This is currently a proposal for .res formatVersion 2, intended for ICU 4.4. The motivation for the new, incompatible resource bundle file format is a significant ICU data size reduction.
The prototype in http://bugs.icu-project.org/trac/browser/icu/branches/markus/smallres is complete for Windows and passes all tests, but needs some more work for non-Windows, big-endian and EBCDIC platforms, and code cleanup.
The ICU 4.2 .dat package data file is 16,012,800 bytes large. (Default Windows build.)
In the prototype branch, the .dat package is 13,632,048 bytes large. This represents a reduction by 2,380,752 bytes, or 14.9% of the .dat file size.
The .zip-compressed version of the .dat file is reduced from 5.63 MB (5,912,310 bytes) to 4.97 MB (5,217,935 bytes), that is, by about 11.7%.
Other changes are planned beyond the resource bundle file format changes here, for further ICU data size reductions. See the ICU data size reduction pages for ideas.
genrb can write resource bundles with either formatVersion 1.3 (new minor version) or 2.0 (new major version). The runtime code can use resource bundles with all formatVersions 1.x and 2.x.
All changes are invisible to users of the public API. New resource types are entirely internal, and are mapped to existing public resource types when queried via the API. (This was already done with URES_TABLE32.)

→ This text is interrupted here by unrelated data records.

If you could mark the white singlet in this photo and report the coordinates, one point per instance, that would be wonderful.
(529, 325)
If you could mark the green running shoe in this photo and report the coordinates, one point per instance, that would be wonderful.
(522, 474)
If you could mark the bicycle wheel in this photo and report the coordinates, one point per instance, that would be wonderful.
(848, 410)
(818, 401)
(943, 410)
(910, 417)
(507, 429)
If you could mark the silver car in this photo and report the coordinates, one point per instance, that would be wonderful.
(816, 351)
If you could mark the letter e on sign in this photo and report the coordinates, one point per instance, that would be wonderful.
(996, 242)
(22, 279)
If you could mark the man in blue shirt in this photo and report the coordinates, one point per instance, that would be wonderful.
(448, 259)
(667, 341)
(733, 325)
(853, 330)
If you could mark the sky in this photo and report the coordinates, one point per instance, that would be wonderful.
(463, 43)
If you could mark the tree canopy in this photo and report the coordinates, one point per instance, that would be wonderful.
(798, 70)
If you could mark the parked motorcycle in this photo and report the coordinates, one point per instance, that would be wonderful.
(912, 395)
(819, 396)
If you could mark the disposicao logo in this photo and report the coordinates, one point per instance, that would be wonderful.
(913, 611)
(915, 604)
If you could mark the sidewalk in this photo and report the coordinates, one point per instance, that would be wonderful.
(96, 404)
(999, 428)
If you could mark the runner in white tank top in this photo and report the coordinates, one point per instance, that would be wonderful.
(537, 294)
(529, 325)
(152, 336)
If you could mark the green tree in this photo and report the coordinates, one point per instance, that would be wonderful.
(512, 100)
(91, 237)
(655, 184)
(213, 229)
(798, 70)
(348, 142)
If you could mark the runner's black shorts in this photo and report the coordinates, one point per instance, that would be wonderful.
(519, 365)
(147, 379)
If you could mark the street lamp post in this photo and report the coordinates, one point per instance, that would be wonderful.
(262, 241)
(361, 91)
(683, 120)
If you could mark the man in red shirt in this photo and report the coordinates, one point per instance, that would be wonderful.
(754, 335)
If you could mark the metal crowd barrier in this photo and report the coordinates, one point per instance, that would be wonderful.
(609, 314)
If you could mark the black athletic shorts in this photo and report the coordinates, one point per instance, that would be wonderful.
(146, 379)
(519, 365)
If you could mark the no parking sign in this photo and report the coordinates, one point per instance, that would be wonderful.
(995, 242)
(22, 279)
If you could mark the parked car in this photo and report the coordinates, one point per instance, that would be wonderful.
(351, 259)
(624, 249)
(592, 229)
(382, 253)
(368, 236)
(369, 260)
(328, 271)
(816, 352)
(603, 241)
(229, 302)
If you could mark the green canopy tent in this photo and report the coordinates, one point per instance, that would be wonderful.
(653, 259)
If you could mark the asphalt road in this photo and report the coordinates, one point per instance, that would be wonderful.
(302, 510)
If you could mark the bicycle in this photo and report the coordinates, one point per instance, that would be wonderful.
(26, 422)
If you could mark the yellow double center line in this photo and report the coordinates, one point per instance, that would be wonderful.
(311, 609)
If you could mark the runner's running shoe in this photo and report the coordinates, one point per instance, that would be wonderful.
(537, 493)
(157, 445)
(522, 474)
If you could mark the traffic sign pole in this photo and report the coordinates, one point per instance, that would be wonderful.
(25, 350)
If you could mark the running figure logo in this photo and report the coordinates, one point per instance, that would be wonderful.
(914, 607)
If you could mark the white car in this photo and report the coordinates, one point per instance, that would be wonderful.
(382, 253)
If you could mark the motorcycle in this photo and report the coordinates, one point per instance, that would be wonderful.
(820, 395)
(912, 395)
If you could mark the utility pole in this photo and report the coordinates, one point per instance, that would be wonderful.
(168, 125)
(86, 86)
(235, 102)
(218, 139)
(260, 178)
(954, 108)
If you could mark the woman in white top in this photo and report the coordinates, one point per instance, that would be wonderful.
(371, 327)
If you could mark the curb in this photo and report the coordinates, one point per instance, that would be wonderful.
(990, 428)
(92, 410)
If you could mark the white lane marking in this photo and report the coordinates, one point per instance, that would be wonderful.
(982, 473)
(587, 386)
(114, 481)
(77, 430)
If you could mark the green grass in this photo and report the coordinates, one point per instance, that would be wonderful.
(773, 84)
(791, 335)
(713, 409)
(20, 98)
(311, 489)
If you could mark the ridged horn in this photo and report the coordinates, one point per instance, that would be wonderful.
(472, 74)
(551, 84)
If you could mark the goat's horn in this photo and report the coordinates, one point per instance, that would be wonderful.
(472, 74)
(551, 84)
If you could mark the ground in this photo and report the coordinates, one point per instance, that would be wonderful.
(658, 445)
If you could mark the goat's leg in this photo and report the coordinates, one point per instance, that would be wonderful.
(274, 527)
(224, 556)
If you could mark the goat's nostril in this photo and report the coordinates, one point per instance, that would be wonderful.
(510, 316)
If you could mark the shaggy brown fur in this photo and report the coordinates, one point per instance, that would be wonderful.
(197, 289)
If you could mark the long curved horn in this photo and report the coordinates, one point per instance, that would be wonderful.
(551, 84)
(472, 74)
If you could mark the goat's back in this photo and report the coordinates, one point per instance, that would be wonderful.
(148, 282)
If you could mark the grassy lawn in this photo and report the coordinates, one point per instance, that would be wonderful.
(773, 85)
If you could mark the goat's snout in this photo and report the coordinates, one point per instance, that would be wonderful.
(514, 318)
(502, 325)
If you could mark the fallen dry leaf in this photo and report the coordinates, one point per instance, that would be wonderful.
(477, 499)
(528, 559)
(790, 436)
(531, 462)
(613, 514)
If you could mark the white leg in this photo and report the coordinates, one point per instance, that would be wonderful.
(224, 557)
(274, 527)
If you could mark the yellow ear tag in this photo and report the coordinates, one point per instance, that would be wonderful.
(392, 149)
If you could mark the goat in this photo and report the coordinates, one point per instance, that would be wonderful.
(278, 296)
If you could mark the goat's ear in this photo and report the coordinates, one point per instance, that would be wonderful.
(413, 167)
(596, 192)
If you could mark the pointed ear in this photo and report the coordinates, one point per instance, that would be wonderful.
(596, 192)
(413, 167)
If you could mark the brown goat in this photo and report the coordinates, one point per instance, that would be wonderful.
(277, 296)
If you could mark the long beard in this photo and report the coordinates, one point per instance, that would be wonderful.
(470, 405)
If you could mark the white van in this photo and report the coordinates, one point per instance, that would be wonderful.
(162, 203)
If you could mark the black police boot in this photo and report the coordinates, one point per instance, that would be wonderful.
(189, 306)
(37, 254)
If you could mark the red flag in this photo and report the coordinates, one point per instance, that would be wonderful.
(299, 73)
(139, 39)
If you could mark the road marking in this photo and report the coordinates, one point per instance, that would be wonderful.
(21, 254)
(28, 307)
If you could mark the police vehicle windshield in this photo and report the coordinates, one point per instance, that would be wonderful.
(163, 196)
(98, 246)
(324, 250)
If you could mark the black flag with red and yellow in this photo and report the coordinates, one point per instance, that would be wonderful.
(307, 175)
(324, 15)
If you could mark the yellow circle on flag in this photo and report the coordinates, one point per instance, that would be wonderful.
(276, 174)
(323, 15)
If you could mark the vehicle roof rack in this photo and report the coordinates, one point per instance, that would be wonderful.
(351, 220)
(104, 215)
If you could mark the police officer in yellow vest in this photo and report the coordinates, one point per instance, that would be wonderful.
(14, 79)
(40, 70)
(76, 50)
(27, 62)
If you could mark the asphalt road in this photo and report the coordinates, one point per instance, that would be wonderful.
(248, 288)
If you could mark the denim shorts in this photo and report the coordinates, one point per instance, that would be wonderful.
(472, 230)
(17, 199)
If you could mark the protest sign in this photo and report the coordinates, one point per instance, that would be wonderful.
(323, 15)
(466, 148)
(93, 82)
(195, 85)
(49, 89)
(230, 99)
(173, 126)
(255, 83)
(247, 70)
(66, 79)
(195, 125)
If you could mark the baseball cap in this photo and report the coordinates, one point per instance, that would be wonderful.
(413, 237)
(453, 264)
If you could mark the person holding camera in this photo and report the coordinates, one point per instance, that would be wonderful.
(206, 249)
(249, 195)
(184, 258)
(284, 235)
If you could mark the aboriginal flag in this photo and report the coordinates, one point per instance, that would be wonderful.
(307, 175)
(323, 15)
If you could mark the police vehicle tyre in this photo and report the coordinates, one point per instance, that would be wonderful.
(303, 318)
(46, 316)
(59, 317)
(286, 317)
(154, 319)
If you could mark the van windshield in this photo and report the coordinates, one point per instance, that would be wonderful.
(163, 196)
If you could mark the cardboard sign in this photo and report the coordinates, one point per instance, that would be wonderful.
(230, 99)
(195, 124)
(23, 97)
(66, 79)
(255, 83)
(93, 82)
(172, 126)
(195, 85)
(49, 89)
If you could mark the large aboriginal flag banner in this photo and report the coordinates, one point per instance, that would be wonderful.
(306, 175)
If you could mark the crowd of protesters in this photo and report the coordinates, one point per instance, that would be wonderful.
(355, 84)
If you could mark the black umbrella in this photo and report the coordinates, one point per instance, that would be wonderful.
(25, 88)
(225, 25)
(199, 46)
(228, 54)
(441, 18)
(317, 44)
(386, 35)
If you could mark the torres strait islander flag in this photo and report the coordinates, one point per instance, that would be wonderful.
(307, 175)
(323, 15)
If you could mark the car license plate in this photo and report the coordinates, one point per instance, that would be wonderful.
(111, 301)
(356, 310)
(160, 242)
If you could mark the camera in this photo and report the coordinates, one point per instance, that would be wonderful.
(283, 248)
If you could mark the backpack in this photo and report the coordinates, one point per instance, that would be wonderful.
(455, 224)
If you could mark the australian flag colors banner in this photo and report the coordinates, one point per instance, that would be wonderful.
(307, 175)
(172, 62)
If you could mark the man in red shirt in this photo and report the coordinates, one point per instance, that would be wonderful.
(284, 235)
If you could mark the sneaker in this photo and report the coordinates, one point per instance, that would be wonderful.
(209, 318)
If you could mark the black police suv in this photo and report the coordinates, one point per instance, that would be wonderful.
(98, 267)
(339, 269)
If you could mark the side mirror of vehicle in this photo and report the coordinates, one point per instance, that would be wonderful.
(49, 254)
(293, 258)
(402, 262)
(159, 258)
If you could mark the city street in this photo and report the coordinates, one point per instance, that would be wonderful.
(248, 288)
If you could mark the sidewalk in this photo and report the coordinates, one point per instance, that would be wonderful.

All resources still take advantage of memory mapping. There is no significant increase in heap memory usage. (Only some structs get some additional pointers and scalar values.)
These changes are compatible for runtime code, but the string value duplicate elimination requires a new version of the swapper code (compiled into the icupkg tool) to avoid swapping the same resource multiple times.
Within a bundle, there is a new, optional array of 16-bit units, for resource values that can be stored entirely as sequences of 16-bit units. One benefit is that none of the resources stored there need per-resource padding to 4-byte boundaries.
Across bundles, a set of resource bundles may optionally use a common pool.res bundle which may contain some or all of the key strings of that set of bundles. For each bundle using the pool, the key strings are omitted if they exist in the pool bundle, and the key string offsets indicate whether they are for a local key string or a pool key string. At runtime, the pool bundle must be available when another bundle is loaded that depends on it.
The current prototype uses this feature for the 330 locale data bundles. (Not for collation, break iterator, miscellaneous bundles, etc.)
As a consequence of the pool bundle being inaccessible during bundle swapping, the sort order of table items is fixed for all platforms. In sorting and lookup, key strings must be compared as ASCII strings even if they are not stored as ASCII. As a side benefit, iterating through a table will return its resources in the same order on all platforms, and swapping is simplified. (In formatVersion 1, the order is different on EBCDIC platforms and the swapper has to re-sort tables.)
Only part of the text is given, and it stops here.